I know it is a Macro we are passing to a function. How do you explain what is the use of this macro, and in which scenario i have to use this ?.
4 Answers
_GNU_SOURCE enables GNU extensions to the C and OS standards supported by the GNU C library, such as asprintf. Define it when you're using such non-standard functions and macros.
3 Comments
From glibc manual:
Macro: _GNU_SOURCE
If you define this macro, everything is included: ISO C89, ISO C99, POSIX.1, POSIX.2, BSD, SVID, X/Open, LFS, and GNU extensions. In the cases where POSIX.1 conflicts with BSD, the POSIX definitions take precedence.
http://www.gnu.org/software/libc/manual/html_node/Feature-Test-Macros.html
Comments
Whereas applications developed conforming to POSIX.1 - (IEEE 1003.1-2008, ISO/IEC 9945:2009) and / or Single Unix Specification 2008 (ISO/IEC 9945:2009 with X/Open Curses) help ensure how portable your application is. The _GNU_SOURCE will most likely limits source code usage to GNU/Linux and GNU/Hurd systems, unless additional work is done to address the non-portability of such functionality on other platforms.

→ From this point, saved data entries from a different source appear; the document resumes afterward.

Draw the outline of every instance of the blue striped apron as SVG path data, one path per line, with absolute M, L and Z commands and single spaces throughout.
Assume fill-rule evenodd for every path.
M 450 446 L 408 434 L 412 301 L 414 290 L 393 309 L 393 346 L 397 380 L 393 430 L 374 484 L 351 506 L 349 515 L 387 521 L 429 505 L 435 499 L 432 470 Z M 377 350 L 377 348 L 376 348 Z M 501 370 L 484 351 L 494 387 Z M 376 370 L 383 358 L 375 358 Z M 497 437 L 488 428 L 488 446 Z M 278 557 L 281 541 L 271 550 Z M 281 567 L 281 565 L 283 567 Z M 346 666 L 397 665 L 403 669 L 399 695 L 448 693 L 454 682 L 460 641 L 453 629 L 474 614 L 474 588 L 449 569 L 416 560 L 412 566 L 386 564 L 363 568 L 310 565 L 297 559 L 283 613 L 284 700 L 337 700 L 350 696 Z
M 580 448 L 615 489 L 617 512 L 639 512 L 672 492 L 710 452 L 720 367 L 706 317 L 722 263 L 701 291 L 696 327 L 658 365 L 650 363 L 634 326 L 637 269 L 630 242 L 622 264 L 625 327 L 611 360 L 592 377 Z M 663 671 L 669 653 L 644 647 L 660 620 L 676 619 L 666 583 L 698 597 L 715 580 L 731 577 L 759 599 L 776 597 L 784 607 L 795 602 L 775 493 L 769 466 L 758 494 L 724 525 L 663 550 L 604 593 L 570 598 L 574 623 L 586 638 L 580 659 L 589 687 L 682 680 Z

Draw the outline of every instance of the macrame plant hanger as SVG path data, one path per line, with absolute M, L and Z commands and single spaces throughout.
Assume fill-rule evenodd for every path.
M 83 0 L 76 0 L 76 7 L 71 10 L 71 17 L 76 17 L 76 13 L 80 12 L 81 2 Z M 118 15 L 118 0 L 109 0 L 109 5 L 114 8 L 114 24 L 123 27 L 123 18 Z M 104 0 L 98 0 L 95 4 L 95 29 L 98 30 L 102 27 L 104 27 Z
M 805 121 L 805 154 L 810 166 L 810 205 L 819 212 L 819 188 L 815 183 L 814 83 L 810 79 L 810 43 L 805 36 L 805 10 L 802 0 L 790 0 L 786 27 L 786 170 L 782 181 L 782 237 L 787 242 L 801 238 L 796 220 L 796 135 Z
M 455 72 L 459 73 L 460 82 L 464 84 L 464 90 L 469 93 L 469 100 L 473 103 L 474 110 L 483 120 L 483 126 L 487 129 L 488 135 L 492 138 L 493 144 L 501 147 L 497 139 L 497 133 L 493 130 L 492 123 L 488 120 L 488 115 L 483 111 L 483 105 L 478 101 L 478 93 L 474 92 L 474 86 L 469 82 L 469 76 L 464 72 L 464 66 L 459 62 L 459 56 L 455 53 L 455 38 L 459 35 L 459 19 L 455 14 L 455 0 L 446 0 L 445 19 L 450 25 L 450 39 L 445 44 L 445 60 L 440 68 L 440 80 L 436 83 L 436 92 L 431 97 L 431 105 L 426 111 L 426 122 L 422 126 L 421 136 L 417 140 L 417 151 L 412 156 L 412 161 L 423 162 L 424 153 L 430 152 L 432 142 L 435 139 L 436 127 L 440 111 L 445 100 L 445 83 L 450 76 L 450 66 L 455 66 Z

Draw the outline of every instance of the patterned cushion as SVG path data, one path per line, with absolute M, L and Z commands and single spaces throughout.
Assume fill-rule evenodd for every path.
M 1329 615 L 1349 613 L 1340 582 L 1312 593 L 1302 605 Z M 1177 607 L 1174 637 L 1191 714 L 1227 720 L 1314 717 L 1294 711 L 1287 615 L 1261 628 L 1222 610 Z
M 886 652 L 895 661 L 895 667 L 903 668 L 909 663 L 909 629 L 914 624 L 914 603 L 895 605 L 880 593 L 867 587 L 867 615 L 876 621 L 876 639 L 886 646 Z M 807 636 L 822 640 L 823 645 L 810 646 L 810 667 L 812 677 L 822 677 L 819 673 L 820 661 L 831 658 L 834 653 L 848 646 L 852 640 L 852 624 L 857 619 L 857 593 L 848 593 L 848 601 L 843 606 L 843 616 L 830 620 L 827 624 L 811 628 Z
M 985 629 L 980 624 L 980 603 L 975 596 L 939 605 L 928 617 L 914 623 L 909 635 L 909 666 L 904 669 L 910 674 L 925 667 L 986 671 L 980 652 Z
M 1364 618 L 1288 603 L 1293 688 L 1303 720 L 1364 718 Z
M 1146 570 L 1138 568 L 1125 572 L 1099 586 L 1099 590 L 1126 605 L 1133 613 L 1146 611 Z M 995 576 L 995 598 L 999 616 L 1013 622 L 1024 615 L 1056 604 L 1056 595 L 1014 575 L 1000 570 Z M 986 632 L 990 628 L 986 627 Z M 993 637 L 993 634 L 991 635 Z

Some companies, and government / military contracts may require certain platform standards to be used.
If you are developing an Open Source / Free Software application that you wish to be available on multiple Unix and Unix-like systems (including Microsoft Windows NT, 2000, and newer which have a POSIX compatibility available) then limiting your development to POSIX.1 library functions makes this an easier task. Other targets include the free/open BSD platforms NetBSD, FreeBSD, OpenBSD, DragonflyBSD, as well as the commercial Unix systems (Solaris, AIX, HP/UX, etc.) that do not include _GNU_SOURCE functionality.
If you use an altered functionality of a portable function, I can't think of an example but I believe they do exist, it may create subtle bugs in non-GNU platforms.
So in general, if your development is already locked into GNU / Linux and GNU / Hurd then feel free to use such extensions, but avoid such usages for any applications that may be deployed on other Unix and Unix-like operating systems.
I do work on a large-ish code base that has been ported from two other Unix platforms to Linux, and we do use _GNU_SOURCE extensions sparingly, though most of the development is limited to modern POSIX or IEEE 1003.1 / Single Unix Spec and C99 (Standard C Library) standards for future compatibility.
3 Comments
gcc -v to check your version, and cpp -dM </dev/null to look for predefined headers. _GNU_SOURCE is not defined, so as the gcc manual explains extensions that don't conflict with ANSI/ISO standards are allowed by default. _GNU_SOURCE would also allow GNU extensions that modify or conflict with ANSI/ISO standards.